Investors should look at the following when investing in PFPO and REIT; 

  • For new PFPO/REIT, look up its profitability in the past and forward: what is the stabilized income value before the IPO and forward? If PFPO/REIT's sponsor guarantees return for a number of years, after the guaranteed period, will the assets be able to generate the same return? The yield threshold of freehold property is approximately between 6-8%, and leasehold is 8-10%. Leasehold property will require higher rate to substitute for absence of capital gain at the end of leasehold life.
  • For existing PFPO/REIT, investigate unit price history and dig down the real asset return. Is the unit price on an upward or downward trend and find out reason for unit price change. Calculate dividend paid in absolute value divided by recent asset appraisal value. This is to get to the actually yield of the asset, not published yield, which sometimes appear high due to discounted trading unit price. Compare yield actual asset returns with the yield calculated from price you will pay in the secondary market. Do returns from the two methods aligned?
  • REIT manager and trustee in REIT (property manager and fund manager in PFPO): Who is REIT manager/property manager? Are they expert in managing and growing the PFPO/REIT? Do trustee/fund manager doing their job to audit REIT manager and property manager?
  • Type of business and general economic condition: What are the global and local economic trends?
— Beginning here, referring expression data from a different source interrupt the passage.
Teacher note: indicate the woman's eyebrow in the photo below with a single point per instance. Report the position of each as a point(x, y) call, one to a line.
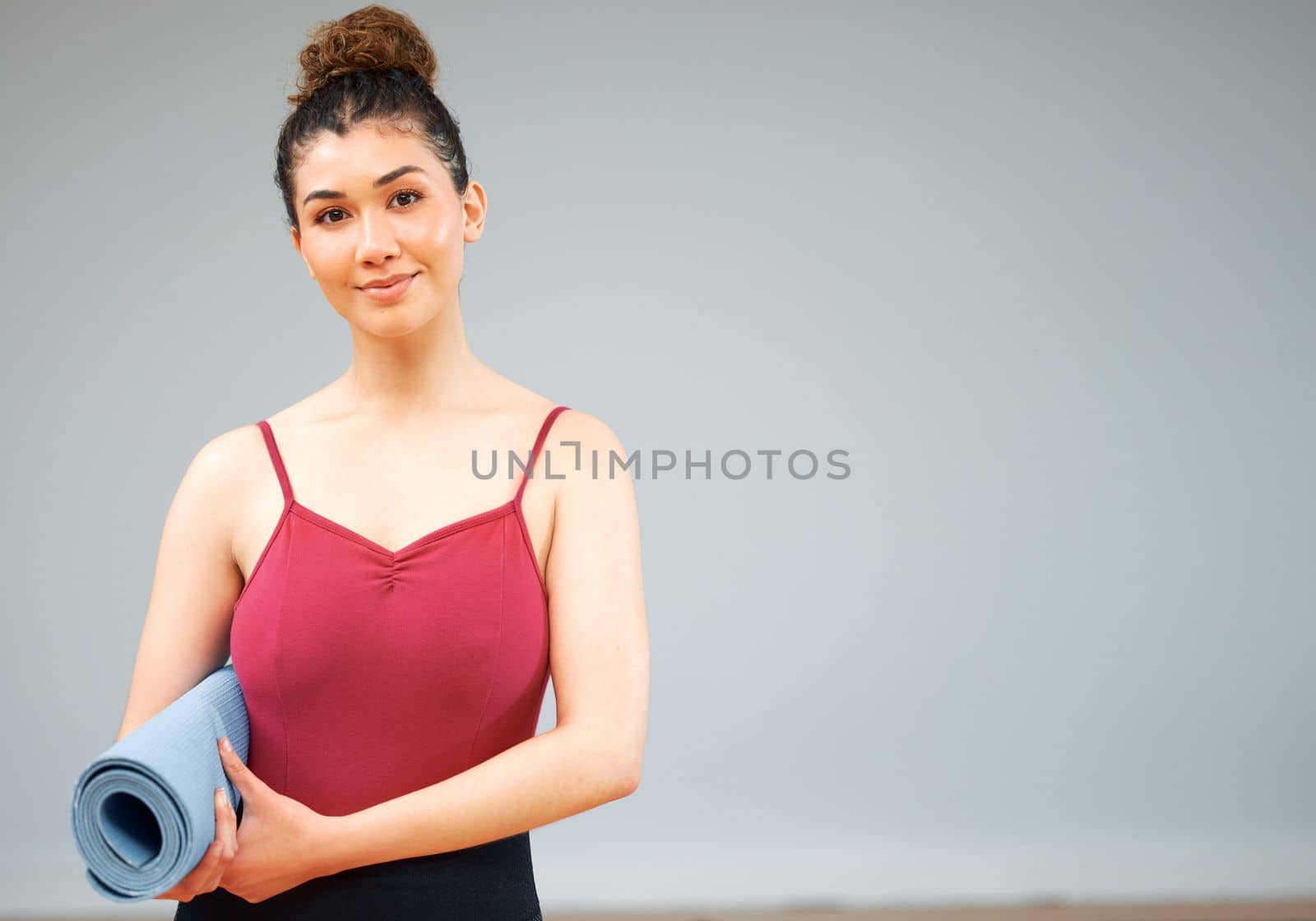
point(383, 181)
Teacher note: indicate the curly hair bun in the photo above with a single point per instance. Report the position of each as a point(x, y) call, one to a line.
point(373, 37)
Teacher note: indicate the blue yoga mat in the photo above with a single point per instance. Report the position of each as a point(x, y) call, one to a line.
point(144, 809)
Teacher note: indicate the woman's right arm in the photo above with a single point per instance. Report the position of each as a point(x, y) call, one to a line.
point(186, 633)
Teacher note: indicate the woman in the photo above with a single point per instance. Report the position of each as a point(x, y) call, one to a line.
point(394, 670)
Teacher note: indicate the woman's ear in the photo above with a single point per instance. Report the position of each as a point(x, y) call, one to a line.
point(474, 206)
What is the environment and trend of the business the asset is in i.e. hotel, warehouse?

More Tips

  • New REIT's expected yield can be easily calculated by using the most recent year net operating income (NOI) of the asset and divided by its IPO value. The result is the expected yield on your investment, assuming the following year's NOI is the same. Attractive freehold asset should offer at least 6% asset yield, while leasehold assets should offer 8-10% to compensate for the absence of capital gain at the end of lease contract. Information about net operating income of the asset can be found in the prospectus under executive summary section.  Example A REIT plans an investment in assets that are freehold with appraised value, which is estimated IPO value of the asset, at Baht 17,980 million and Baht 18,400 million from two appraisers as required by the regulation.  The assets generate NOI or EBITDA between Baht 836 million and Baht 1,082 million per year for the fiscal year-end 2011-2013. From the appraised value and NOI, we can expect annual asset yields in the range of 4.5% to 6.0%.